KafkaWriter validates the schema of a structured query that it contains the following columns (output schema attributes):

Either topic of type StringType or the topic option are defined
Optional key of type StringType or BinaryType
Required value of type StringType or BinaryType

// KafkaWriter is a private `kafka010` package object
// and so the code to use it should also be in the same package
// BEGIN: Use `:paste -raw` in spark-shell
package org.apache.spark.sql.kafka010

object PublicKafkaWriter {
  import org.apache.spark.sql.execution.QueryExecution
  def validateQuery(
      queryExecution: QueryExecution,
      kafkaParameters: Map[String, Object],
      topic: Option[String] = None): Unit = {
    import scala.collection.JavaConversions.mapAsJavaMap
    KafkaWriter.validateQuery(queryExecution, kafkaParameters, topic)
  }
}
// END

import org.apache.spark.sql.kafka010.{PublicKafkaWriter => PKW}

val spark: SparkSession = ...
val q = spark.range(1).select('id)
scala> PKW.validateQuery(
  queryExecution = q.queryExecution,
  kafkaParameters = Map.empty[String, Object])
org.apache.spark.sql.AnalysisException: topic option required when no 'topic' attribute is present. Use the topic option for setting a topic.;
  at org.apache.spark.sql.kafka010.KafkaWriter$$anonfun$2.apply(KafkaWriter.scala:53)
  at org.apache.spark.sql.kafka010.KafkaWriter$$anonfun$2.apply(KafkaWriter.scala:52)
  at scala.Option.getOrElse(Option.scala:121)
  at org.apache.spark.sql.kafka010.KafkaWriter$.validateQuery(KafkaWriter.scala:51)
  at org.apache.spark.sql.kafka010.PublicKafkaWriter$.validateQuery(<pastie>:10)
  ... 50 elided

Writing Rows of Structured Query¶

write(
  sparkSession: SparkSession,
  queryExecution: QueryExecution,
  kafkaParameters: ju.Map[String, Object],
  topic: Option[String] = None): Unit

write gets the output schema of the analyzed logical plan of the input QueryExecution.

write then validates the schema of a structured query.
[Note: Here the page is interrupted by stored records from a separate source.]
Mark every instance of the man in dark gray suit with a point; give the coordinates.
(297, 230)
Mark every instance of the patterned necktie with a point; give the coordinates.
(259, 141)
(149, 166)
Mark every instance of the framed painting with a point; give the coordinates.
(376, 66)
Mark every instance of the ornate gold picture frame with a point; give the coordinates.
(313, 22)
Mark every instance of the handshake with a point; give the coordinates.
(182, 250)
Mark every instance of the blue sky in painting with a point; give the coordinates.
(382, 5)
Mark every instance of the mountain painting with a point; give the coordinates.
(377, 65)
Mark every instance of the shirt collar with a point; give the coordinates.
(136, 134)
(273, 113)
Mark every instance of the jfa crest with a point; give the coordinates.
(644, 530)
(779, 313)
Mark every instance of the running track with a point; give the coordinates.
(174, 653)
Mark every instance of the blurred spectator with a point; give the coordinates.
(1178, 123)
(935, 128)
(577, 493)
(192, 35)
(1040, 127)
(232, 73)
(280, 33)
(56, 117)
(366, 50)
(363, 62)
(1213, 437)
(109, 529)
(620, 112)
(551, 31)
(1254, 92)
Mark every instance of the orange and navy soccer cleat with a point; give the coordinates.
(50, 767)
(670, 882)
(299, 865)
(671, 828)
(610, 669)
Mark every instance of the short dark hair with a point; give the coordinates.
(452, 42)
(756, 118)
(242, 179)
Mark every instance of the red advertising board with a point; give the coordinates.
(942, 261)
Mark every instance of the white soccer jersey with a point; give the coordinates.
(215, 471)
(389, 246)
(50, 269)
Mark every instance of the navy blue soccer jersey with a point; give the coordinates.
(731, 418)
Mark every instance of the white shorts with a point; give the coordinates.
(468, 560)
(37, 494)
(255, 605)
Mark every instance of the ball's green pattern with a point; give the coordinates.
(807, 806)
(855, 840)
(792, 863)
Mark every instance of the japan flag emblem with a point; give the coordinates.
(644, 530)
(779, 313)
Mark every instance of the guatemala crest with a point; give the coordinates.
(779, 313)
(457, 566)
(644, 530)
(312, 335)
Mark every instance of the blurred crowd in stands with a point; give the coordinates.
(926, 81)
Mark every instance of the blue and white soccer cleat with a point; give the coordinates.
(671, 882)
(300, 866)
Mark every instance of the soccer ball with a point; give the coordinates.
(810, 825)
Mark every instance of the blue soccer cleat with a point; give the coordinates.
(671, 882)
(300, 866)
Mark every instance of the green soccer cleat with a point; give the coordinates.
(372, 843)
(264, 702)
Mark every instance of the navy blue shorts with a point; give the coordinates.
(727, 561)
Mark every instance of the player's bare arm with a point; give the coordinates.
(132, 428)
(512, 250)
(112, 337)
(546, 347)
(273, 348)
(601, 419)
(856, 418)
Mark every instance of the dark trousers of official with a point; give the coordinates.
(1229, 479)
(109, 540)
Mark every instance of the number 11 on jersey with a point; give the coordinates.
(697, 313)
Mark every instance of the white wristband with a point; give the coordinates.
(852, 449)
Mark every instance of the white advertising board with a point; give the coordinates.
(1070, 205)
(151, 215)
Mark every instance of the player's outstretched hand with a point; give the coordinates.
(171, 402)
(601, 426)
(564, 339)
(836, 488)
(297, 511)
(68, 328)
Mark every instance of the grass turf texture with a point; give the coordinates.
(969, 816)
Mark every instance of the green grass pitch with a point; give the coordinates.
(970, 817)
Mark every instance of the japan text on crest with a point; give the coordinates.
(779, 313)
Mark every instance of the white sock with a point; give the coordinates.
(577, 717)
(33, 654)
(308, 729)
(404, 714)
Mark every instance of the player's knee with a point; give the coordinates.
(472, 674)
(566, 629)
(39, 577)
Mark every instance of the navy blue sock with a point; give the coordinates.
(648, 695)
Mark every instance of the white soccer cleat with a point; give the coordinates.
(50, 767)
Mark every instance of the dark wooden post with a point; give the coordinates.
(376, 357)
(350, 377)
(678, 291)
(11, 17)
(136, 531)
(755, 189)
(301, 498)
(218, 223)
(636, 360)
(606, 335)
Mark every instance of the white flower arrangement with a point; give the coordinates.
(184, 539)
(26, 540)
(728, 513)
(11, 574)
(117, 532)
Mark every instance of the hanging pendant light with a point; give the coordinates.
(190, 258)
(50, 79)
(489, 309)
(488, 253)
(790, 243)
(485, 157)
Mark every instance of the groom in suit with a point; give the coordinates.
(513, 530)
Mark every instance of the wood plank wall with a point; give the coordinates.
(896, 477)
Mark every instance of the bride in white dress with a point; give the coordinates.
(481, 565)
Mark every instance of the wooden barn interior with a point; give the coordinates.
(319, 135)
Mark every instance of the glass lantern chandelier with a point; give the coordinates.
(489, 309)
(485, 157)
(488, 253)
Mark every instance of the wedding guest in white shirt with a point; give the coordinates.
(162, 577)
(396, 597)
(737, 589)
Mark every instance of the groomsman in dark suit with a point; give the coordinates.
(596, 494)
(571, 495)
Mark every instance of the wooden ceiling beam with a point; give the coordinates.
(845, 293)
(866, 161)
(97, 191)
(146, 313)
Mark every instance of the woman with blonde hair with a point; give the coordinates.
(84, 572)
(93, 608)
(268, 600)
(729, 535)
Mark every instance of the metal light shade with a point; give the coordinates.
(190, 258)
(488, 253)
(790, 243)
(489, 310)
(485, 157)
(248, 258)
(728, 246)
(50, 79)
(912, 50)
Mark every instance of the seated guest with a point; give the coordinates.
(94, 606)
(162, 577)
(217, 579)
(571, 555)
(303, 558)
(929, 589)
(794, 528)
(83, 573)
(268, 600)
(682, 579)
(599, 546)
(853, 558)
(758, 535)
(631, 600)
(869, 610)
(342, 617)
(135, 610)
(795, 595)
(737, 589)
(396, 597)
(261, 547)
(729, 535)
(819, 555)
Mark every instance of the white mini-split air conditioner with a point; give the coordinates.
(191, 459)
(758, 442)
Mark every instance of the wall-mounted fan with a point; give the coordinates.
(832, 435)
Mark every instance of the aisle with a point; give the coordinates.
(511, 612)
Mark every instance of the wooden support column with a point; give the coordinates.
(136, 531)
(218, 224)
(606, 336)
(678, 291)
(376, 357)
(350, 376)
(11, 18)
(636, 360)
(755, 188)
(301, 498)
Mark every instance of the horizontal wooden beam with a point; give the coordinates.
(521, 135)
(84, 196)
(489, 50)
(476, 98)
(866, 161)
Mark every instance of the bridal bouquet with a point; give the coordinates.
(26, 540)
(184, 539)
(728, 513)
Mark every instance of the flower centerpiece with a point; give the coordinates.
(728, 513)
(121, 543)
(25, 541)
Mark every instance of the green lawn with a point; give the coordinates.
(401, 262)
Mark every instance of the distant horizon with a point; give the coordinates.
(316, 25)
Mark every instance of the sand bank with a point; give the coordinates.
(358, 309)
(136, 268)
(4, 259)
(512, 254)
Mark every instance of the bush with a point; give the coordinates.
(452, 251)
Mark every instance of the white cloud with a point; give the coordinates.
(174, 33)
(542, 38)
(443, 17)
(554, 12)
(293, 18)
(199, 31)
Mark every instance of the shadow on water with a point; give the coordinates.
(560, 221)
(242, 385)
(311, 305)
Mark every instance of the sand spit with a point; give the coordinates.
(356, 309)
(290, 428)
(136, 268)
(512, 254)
In the end, write requests the QueryExecution for RDD[InternalRow] (that represents the structured query as an RDD) and executes the following function on every partition of the RDD (using RDD.foreachPartition operation):

Creates a KafkaWriteTask (for the input kafkaParameters, the schema and the input topic)
Requests the KafkaWriteTask to write the rows (of the partition) to Kafka topic
Requests the KafkaWriteTask to close

write is used when:

KafkaSourceProvider is requested to write a DataFrame to a Kafka topic
(Spark Structured Streaming) KafkaSink is requested to addBatch

Validating Schema (Attributes) of Structured Query and Topic Option Availability¶

validateQuery(
  schema: Seq[Attribute],
  kafkaParameters: ju.Map[String, Object],
  topic: Option[String] = None): Unit

validateQuery makes sure that the following attributes are in the input schema (or their alternatives) and of the right data types:

Either topic attribute of type StringType or the topic option are defined
If key attribute is defined it is of type StringType or BinaryType
value attribute is of type StringType or BinaryType

If any of the requirements are not met, validateQuery throws an AnalysisException.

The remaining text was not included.